Название деревни было мне незнакомо. Впрочем, знала ли я его когда-нибудь? Для меня это называлось «где-то там» и было нереальным местом, таким же туманным, каким виделось мне тогда наше будущее.
Шахзада сдержал слово. «Прежде чем мы зайдем слишком далеко, я хочу, чтобы ты побывала в моей деревне, узнала мои корни, — повторял он. — В моей деревне женщины не покупают духов, почти никогда не едят фруктов и мяса, очень часто довольствуясь лишь рисом и хлебом…» Хоть он и опасался моей реакции на увиденное, но считал, что должен поступить именно так, — у момандов нет ничего священнее данного слова.
Мы ехали «куда-то туда» на самый восток страны, молчаливые и серьезные.

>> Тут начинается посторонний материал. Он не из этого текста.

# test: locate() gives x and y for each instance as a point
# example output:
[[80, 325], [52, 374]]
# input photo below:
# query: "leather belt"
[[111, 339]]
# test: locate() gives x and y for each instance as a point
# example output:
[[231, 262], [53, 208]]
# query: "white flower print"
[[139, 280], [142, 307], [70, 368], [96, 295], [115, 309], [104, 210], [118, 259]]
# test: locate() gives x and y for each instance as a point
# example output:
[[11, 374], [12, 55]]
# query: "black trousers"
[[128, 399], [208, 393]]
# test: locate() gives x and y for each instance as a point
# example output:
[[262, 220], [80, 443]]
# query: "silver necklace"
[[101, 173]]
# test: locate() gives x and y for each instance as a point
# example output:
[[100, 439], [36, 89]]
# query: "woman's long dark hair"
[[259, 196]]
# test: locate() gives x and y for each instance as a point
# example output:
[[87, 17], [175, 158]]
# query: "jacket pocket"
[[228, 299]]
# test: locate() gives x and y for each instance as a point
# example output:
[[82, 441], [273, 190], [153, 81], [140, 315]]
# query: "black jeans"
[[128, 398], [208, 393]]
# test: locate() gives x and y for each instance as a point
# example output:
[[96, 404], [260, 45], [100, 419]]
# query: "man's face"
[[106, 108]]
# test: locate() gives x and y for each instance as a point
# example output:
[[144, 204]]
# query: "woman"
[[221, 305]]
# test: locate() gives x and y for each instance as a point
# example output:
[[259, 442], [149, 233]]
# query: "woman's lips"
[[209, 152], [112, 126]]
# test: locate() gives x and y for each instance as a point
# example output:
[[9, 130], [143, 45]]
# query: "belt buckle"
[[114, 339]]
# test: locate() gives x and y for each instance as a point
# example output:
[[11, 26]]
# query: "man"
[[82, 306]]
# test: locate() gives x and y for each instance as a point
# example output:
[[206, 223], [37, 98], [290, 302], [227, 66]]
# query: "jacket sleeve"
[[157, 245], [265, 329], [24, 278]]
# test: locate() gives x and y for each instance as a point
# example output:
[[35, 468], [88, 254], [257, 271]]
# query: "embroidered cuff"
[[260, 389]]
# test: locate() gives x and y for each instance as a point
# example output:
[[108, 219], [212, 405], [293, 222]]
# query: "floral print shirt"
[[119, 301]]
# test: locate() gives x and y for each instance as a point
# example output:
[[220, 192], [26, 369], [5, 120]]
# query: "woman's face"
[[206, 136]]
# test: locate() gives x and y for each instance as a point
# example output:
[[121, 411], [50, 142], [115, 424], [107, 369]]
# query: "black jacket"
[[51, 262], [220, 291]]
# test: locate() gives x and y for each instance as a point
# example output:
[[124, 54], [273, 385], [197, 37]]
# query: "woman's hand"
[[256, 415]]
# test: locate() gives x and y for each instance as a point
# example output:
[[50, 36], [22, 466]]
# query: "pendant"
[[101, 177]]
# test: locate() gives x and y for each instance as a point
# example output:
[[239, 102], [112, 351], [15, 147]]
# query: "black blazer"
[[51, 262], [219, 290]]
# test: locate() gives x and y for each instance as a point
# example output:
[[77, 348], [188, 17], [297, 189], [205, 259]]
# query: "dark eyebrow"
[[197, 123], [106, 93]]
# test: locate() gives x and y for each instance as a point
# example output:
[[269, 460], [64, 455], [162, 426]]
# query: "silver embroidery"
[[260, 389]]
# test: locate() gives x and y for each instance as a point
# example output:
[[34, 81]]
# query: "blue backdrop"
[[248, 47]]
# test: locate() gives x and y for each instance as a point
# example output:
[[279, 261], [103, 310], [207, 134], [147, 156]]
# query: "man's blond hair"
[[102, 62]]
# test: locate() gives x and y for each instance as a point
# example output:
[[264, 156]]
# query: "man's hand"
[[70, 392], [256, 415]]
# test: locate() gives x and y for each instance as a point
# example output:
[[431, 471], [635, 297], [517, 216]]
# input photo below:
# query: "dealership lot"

Рядом — Мерхия, чтобы помочь нам понять друг друга. Шахзада был настороже. Ему было тревожно, и я понимала почему. Однако крестьянская жизнь ничуть не пугала меня. Я знала о суровости деревенского существования, оно беспокоило меня гораздо меньше, чем встреча с его женой. Мое положение не было завидным. Я находилась за тысячи километров от дома, от моих друзей, в стране, где можно было исчезнуть в любой момент — не сегодня, так завтра. Я шла по пути, непостижимому для всех людей моей культуры. Пульс стучал у меня в висках, желудок сжимался по мере нашего приближения к месту. Мне было страшно встретиться с этой женщиной. Как мы будем реагировать друг на друга?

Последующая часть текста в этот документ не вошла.